24). Concerned

75 32 57
                                    

Felina mengunci layar ponsel sembari mengembuskan napasnya dengan lega. Setidaknya, untuk sementara situasi sudah aman terkendali. Cewek itu segera mengalihkan atensinya pada Vino, yang balas menatapnya dengan tatapan cemas.

"Jadi gimana, Fel? Si Felix gimana?" tanya Vino, khawatir parah hingga geregetan. "Gimanapun, dia pasti merasa terluka karena merasa diabaikan. Mana dia belum balik lagi."

"Remmy tadi nelpon gue. Katanya kalopun Felix nggak mau pulang ke sini, dia bilang dia bakal ngajak Felix tinggal di penthouse-nya untuk sementara. Trus si Cindy gimana, Vin? Kalo Mama tau Cindy tinggal di sini, bakal berabe juga pastinya."

"Lo tenang aja," jawab Vino setelah turut mengembuskan napas lega. "Cindy udah balas WA gue, katanya mau ke rumah sakit buat jalani psikoterapi. Gue nggak tau Felix bilang apa aja ke dia soalnya agak aneh juga tiba-tiba Cindy mau jalani psikoterapi. Yang jelas, gue akan hubungi dia lagi setelah urusan sama Kak Nirina selesai."

"Oke kalo gitu," kata Felina, lagi-lagi membuang napas tetapi segera menunjukkan ekspresi bersalahnya. "Gue... gue nyesel udah nampar Felix tadi. Harusnya gue mikir dulu. Ck. Dia pasti kecewa banget sama gue."

"Fel, lo tenangin diri lo dulu. Oke? Felix juga nggak bisa nahan emosinya, makanya dia bisa ngucapin kata-kata yang nggak enak didenger. Kalian berdua perlu bicara empat mata, tapi setelah situasi lebih stabil, ya? Untuk sekarang, gue lega setidaknya selama ini Felix punya temen dekat dan dia juga punya Cindy. Yang paling gue khawatirkan, Felix terjerumus dalam dunia gelap. Untung aja, dia masih bisa dikontrol."

"Iya, Vin. Gue jadi merasa bersalah banget. Setelah gue nampar dia, dia pasti lebih terluka lagi. Yang dia bilang bener, seharusnya sejak awal gue nggak nyari dia karena hidupnya udah aman-aman aja kan sebelumnya?"

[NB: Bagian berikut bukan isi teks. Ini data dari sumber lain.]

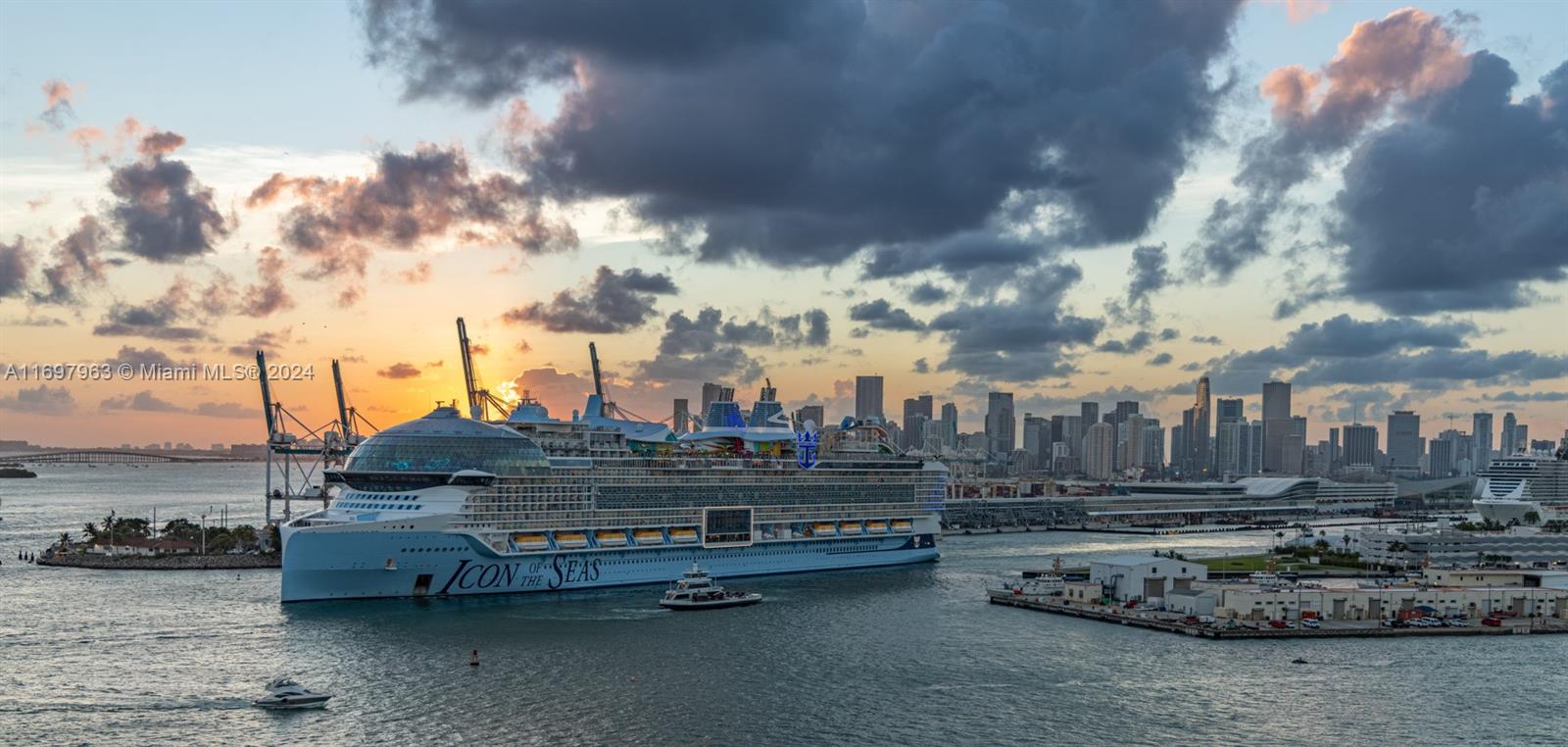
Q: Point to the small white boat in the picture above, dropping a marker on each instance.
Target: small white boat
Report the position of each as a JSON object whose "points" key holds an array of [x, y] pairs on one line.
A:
{"points": [[698, 590], [287, 694]]}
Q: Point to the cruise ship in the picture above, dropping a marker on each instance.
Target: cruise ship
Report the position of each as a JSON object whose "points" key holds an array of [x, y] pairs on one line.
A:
{"points": [[1515, 487], [447, 506]]}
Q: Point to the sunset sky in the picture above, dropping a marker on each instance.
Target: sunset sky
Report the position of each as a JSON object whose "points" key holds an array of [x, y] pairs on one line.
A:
{"points": [[1060, 200]]}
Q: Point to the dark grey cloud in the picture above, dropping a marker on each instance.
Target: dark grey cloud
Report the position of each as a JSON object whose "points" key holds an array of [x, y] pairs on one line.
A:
{"points": [[1512, 396], [167, 318], [804, 132], [927, 294], [75, 263], [1145, 278], [412, 198], [16, 264], [141, 402], [161, 211], [1137, 342], [1465, 208], [39, 401], [1393, 63], [1021, 339], [878, 314], [608, 303]]}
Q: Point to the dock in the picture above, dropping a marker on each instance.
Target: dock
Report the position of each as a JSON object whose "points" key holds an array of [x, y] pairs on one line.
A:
{"points": [[1330, 629]]}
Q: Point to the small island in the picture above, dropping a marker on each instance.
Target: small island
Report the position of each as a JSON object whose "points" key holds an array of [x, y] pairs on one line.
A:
{"points": [[133, 543]]}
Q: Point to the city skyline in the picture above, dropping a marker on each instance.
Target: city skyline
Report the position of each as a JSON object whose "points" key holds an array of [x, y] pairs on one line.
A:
{"points": [[1054, 294]]}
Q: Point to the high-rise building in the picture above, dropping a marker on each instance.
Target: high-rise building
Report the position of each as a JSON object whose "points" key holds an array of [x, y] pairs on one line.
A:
{"points": [[1443, 454], [682, 418], [1090, 413], [1073, 435], [1037, 438], [1098, 451], [1403, 443], [1277, 423], [1228, 410], [1231, 448], [710, 394], [1201, 430], [867, 399], [949, 425], [1481, 440], [1000, 425], [1152, 444], [1129, 441], [1360, 446], [1254, 448]]}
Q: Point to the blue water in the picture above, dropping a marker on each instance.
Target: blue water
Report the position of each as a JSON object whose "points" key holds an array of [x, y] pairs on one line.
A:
{"points": [[890, 656]]}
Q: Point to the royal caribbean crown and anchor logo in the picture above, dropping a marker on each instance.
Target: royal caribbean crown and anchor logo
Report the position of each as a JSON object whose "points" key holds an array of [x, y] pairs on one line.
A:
{"points": [[807, 449]]}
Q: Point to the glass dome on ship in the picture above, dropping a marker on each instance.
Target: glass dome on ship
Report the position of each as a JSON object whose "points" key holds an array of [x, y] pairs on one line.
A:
{"points": [[444, 441]]}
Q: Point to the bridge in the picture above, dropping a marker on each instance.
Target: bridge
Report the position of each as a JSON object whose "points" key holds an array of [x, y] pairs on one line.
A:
{"points": [[110, 457]]}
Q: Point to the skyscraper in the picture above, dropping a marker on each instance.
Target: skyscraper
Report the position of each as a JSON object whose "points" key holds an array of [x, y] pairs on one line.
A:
{"points": [[1360, 446], [1481, 435], [682, 418], [1000, 425], [867, 399], [1098, 451], [1201, 428], [1228, 410], [949, 425], [1277, 423], [1403, 443], [710, 394], [1090, 413]]}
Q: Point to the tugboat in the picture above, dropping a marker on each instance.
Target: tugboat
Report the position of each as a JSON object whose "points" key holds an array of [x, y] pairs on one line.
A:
{"points": [[698, 590], [287, 694]]}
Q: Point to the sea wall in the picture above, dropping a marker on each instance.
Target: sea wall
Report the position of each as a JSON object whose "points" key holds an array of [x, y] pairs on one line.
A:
{"points": [[161, 564]]}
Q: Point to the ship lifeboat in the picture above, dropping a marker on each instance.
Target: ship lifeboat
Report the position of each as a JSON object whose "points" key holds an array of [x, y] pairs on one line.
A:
{"points": [[571, 540], [682, 535], [530, 542], [648, 537], [611, 538]]}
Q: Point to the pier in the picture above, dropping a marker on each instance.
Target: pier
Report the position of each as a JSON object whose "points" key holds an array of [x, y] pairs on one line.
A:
{"points": [[1168, 622]]}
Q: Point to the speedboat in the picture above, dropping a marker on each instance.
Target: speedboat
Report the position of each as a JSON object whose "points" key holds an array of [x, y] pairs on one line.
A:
{"points": [[287, 694], [698, 590]]}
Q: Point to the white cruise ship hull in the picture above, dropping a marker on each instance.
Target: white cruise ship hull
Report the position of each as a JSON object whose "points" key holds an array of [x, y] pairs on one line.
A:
{"points": [[358, 562]]}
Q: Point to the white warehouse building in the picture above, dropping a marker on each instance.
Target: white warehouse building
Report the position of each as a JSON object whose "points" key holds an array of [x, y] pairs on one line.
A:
{"points": [[1145, 577]]}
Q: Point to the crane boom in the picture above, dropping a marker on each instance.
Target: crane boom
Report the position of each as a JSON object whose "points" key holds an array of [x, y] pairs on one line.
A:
{"points": [[267, 394], [475, 407], [342, 407], [598, 381]]}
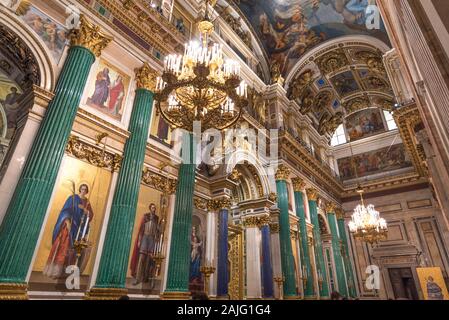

"Fel, jangan berandai-andai deh." Vino menegur. "Lo juga termasuk pihak yang terluka. Stop salahin diri lo sendiri. Justru lo sama Felix harus saling mengobati dan menyembuhkan, bukannya saling insecure gini. Hayooo... di mana karakter tegar keponakannya Paman? Di mana sikap barbar keponakannya Paman, hmm?"

"Di saat kayak gini, lo bener-bener pamanable banget deh," puji Felina, tersenyum begitu lebar hingga menunjukkan lesung pipit samar dan memeluk Vino sekilas. "Thanks ya, Uncle Vino."

Vino tersenyum lebar hingga membentuk eye-smile dan hendak merespons kata-kata Felina, tetapi ponselnya berdering lagi.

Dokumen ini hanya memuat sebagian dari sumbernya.